Art

Meet the Makers of RAW POP UP

Carolyn Batchelor

cultured

From December 5–9, RAW POP UP will transform an abandoned department store into a multisensory experience. Over the years, RAW POP UP has formed a collective of different creators with the purpose of cultivating a larger Interactive Art Movement. Next week, RAW POP UP will bring together more than 80 local and international creatives to fill the venue with an array of art forms including immersive installations and performances that will transport you to an alternate era. We sat down with eleven of the makers to discuss their work and how they will define and contribute to the theme of a department store from a lost era. Watch the teaser video for a peek and to experience RAW POP UP for yourself, purchase tickets here.

James Goodwin (Datasynced)

How important is social media and the rise of digital media in your art form? Without digital space and social media, I’m not sure my art form would exist. I find these platforms are most sensible for activations, social experiments, and interactive experiences, which contribute towards my efforts to emphasize fluidity, human connection and how immersed we are into two realities simultaneously. Today, we are able to reach from one, to hundreds of thousands, to millions of people through social media instantly. We are seeing social norms form and restructure right before our eyes through trends almost daily. These shifts have resulted from the rise of digital media and so it keeps me optimistic.

How do you think computers will influence art in the next century? I see artificial intelligence occupying a good percentage of the art world in the next century and having a revolutionary impact on how future generations create, perceive, and digest art. I consider the fact that computers are designed to execute tasks. Today, there are ongoing experimental efforts in this space and art produced by artificial intelligence in quite a few stories have been successful, which makes me curious about the evolution of these performances in the future. Think about the amount of memes and images out there, the amount of search results, the amount of YouTube videos, the amount of virtual pollution, the amount of virtual interactions between residual images of people and avatars, and then think about the new reality and perspective being created by this activity and the system you’re educating i.e. the computer. Now fast forward 50–100 years and add virtual emotional intelligence into the mix: computers taking what they have learned and painting synthetic perceptions of the then-current state of the virtual climate and the internet, because through machine learning, they have been educated on a reality human beings have created in an alternate space. We see glimpses of this through search engines being used in the present times now.

Zeynep Arolat x Salih Ferad

Who are some of your architectural influences? My biggest architectural influences are masters like Tadao Ando and Carlo Scarpa, who design very sensitively for each of their sites. Their architectural details are so delicate that they flirt with sunlight, water or with the sound of the wind. For me in space making, contextual situations should direct architectural moves so that there can be a real soul of the building/place.

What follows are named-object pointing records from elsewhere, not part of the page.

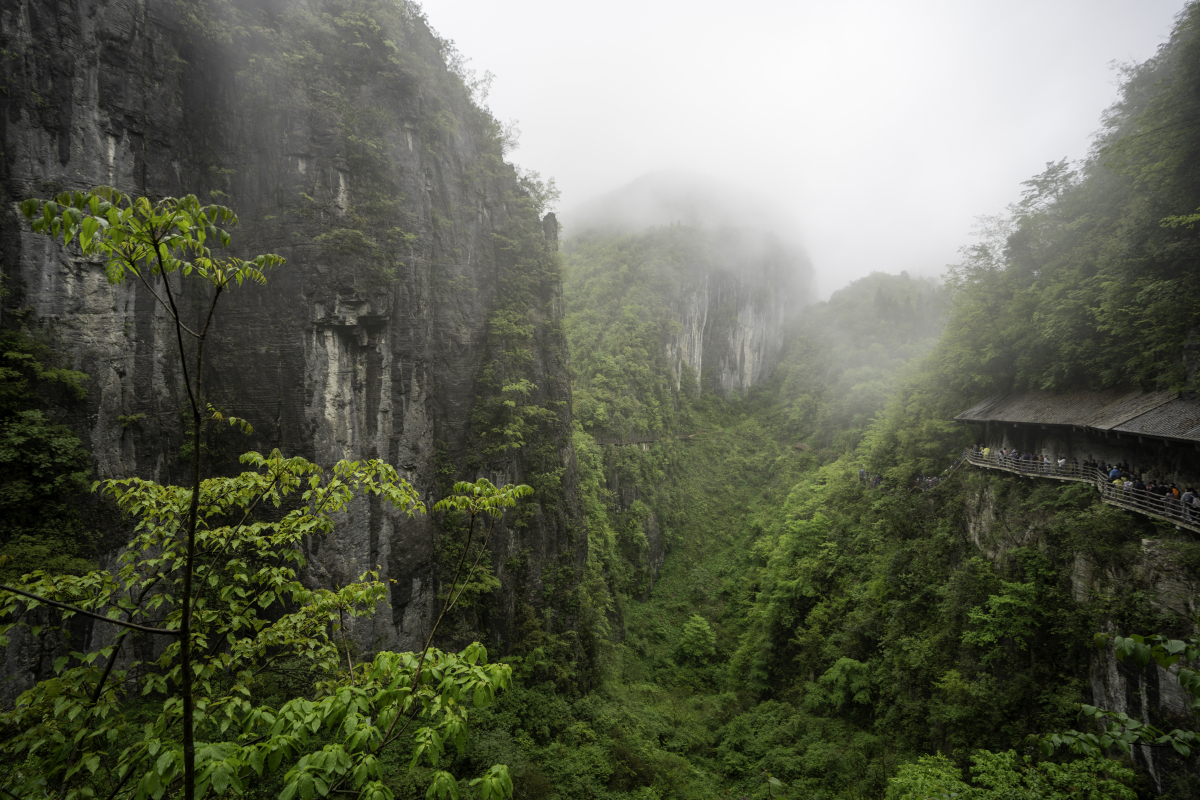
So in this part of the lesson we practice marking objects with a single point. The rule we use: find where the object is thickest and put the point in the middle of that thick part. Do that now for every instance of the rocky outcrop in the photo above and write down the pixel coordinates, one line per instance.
(348, 146)
(735, 274)
(731, 310)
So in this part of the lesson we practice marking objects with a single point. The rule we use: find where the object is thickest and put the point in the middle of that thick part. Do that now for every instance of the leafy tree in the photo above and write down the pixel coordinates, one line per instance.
(699, 641)
(1120, 729)
(213, 569)
(1007, 776)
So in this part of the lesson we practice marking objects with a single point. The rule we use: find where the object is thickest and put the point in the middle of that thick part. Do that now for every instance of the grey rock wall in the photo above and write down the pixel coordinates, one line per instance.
(376, 176)
(731, 310)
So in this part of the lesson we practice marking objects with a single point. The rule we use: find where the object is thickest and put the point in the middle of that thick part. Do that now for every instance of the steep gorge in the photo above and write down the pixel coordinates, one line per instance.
(347, 145)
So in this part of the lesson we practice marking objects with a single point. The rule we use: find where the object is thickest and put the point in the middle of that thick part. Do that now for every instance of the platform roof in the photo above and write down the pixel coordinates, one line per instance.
(1162, 415)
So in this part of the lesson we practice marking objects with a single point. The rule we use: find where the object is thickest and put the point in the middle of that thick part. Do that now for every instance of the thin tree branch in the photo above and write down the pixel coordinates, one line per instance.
(88, 613)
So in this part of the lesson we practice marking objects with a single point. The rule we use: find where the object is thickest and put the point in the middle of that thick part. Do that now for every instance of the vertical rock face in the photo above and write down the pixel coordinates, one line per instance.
(346, 145)
(730, 283)
(731, 310)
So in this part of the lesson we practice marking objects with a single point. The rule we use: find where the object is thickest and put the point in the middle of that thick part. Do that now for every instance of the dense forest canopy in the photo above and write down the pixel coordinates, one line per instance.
(793, 589)
(1090, 281)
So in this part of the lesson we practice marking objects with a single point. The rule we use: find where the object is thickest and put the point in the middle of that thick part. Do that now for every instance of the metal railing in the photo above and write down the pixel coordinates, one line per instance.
(1141, 501)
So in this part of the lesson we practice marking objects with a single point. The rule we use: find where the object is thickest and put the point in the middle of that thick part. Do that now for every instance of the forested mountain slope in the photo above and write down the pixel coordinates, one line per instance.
(417, 307)
(759, 609)
(761, 599)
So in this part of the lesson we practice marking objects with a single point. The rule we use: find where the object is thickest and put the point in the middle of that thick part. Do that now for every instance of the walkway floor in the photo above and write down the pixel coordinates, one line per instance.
(1140, 501)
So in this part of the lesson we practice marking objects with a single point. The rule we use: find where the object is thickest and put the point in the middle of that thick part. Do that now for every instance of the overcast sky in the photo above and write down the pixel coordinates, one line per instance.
(882, 128)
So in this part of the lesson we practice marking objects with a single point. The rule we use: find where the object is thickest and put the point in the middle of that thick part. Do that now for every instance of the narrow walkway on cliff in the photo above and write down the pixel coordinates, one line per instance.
(1137, 500)
(643, 440)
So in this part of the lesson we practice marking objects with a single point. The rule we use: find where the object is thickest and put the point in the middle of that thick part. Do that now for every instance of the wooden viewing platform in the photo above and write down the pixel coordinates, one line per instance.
(1137, 500)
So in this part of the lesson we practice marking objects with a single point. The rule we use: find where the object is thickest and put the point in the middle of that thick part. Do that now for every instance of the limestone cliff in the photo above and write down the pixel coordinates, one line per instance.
(419, 280)
(731, 307)
(735, 272)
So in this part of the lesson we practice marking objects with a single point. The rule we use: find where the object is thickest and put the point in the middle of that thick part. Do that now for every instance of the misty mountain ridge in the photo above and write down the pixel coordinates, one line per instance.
(677, 197)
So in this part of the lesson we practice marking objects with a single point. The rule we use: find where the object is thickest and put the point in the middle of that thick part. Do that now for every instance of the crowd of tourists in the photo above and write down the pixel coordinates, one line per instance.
(1116, 481)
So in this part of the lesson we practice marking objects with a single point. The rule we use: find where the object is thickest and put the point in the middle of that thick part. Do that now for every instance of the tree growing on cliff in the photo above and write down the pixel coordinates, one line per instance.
(213, 576)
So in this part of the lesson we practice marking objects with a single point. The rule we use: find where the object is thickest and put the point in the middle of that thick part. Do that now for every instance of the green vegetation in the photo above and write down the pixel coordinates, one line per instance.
(755, 619)
(43, 467)
(868, 641)
(213, 572)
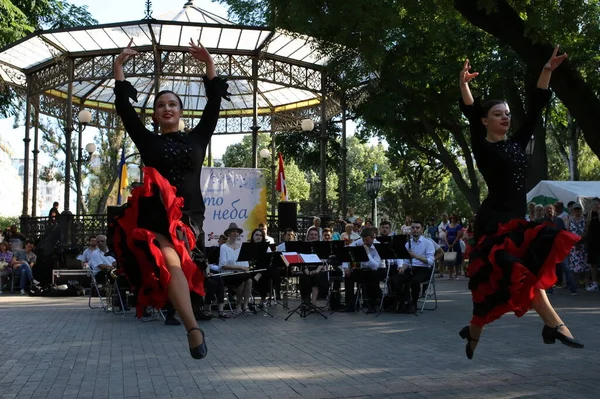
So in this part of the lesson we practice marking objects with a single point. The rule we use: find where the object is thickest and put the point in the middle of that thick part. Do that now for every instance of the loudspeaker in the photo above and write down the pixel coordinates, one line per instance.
(287, 215)
(111, 213)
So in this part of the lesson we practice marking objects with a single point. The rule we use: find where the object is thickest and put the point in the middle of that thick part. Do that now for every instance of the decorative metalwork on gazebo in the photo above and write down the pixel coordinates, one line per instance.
(276, 77)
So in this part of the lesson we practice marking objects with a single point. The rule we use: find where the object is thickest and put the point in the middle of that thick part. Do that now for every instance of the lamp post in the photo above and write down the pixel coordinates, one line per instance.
(265, 154)
(373, 186)
(84, 117)
(530, 146)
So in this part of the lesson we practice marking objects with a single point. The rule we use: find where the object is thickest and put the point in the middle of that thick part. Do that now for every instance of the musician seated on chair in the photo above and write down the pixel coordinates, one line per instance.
(414, 271)
(364, 273)
(311, 280)
(96, 260)
(288, 235)
(262, 281)
(228, 256)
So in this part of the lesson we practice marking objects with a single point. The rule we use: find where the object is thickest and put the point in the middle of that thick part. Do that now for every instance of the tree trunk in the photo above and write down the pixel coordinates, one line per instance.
(505, 24)
(573, 150)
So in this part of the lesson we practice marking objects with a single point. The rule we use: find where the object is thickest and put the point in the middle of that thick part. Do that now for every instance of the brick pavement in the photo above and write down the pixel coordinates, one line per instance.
(59, 348)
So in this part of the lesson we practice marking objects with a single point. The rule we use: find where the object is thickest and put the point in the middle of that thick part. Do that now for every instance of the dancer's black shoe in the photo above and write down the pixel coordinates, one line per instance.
(200, 351)
(465, 333)
(550, 335)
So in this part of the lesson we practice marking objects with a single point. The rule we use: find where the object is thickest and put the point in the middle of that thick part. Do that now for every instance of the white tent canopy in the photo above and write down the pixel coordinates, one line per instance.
(549, 191)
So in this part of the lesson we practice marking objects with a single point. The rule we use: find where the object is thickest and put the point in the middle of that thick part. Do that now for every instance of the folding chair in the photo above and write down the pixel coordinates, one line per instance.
(94, 288)
(429, 294)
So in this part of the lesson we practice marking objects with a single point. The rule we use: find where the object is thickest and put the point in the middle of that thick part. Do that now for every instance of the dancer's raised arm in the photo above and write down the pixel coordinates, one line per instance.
(465, 77)
(121, 59)
(553, 63)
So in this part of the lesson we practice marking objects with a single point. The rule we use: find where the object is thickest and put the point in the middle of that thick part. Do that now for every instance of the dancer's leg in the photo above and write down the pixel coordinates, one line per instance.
(179, 291)
(542, 306)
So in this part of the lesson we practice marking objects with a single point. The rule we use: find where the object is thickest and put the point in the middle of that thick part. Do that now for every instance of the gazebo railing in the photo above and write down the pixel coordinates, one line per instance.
(85, 226)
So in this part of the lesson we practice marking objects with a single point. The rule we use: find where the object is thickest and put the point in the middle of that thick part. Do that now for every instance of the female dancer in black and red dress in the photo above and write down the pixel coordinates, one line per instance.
(513, 261)
(155, 235)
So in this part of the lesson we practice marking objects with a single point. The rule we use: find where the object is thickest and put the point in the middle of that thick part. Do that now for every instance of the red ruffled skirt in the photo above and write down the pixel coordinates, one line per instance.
(154, 209)
(505, 268)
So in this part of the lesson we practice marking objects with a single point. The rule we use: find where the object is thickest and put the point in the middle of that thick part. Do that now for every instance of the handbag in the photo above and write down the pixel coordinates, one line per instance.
(450, 256)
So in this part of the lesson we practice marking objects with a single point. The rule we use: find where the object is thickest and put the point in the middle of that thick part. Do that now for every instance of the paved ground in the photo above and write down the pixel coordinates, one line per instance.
(59, 348)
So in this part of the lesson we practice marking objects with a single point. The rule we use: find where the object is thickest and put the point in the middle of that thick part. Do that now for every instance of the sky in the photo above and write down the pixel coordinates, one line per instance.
(107, 11)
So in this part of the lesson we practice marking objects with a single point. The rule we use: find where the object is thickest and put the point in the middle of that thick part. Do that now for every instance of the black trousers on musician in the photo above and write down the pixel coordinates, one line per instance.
(214, 287)
(269, 278)
(369, 280)
(407, 285)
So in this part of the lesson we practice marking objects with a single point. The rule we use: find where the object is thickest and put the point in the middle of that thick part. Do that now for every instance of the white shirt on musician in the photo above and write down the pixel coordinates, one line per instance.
(374, 262)
(228, 257)
(422, 247)
(95, 258)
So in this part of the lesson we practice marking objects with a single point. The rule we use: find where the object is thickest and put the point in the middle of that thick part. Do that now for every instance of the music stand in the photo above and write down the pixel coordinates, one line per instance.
(305, 309)
(301, 247)
(274, 261)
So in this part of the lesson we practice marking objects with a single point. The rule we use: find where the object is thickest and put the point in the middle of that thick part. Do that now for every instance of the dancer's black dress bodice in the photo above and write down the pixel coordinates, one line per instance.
(503, 164)
(176, 156)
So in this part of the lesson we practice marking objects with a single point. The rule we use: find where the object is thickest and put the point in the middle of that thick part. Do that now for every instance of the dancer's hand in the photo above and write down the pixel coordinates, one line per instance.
(199, 52)
(555, 61)
(127, 53)
(465, 75)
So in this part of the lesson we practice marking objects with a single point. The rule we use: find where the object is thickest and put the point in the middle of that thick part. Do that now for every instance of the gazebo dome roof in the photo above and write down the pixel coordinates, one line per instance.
(285, 68)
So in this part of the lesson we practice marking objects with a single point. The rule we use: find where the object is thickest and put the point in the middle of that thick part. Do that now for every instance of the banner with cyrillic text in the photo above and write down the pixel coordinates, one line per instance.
(237, 195)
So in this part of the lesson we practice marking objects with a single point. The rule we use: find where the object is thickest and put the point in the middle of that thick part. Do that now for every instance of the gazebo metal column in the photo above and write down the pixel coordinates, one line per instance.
(68, 135)
(344, 185)
(323, 191)
(36, 151)
(26, 140)
(254, 111)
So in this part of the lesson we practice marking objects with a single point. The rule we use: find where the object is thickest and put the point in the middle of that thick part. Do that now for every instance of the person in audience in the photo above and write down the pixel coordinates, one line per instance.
(316, 225)
(592, 239)
(406, 229)
(414, 271)
(538, 213)
(349, 235)
(350, 218)
(288, 235)
(432, 230)
(54, 211)
(99, 263)
(313, 234)
(335, 236)
(268, 239)
(559, 208)
(550, 216)
(530, 212)
(365, 272)
(230, 252)
(577, 262)
(385, 229)
(23, 261)
(262, 281)
(15, 238)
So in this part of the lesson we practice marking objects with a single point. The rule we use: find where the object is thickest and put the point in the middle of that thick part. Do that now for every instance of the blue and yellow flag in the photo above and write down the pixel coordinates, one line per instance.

How important are traditional art forms in your creative process? Traditional art forms were influential in their own time. Today in our mechanical age, the range of things we can do is infinite. With my partner Sali, by combining architecture and the digital realm, we try to learn from the past but create something “other” than what has existed. We believe that only then as creative minds we can question and criticize the present, for the sake of a better future.

Jane Quan x Florentine Ruault

How do your current projects reflect the increasing interconnectivity of society and the continual push for globalization? In today’s interconnected world, one’s identity has become synonymous with one’s ideas and ideals. Selfies and images are used to define and present our chosen identities to global audiences through the use of social media and digital web. We’ve imagined Charlie as a trans-human character with no race nor gender and as a potential canvas for the future generation. Charlie’s Electric Sheep hopes to put self- representations in perspective by juxtaposing digital imagery and human interaction. Our aim is to remind the viewers not to lose their values in the new age as we sit on the brink of the AI revolution. We are aiming to address these contemporary issues using art as an international language without geographical or cultural barriers.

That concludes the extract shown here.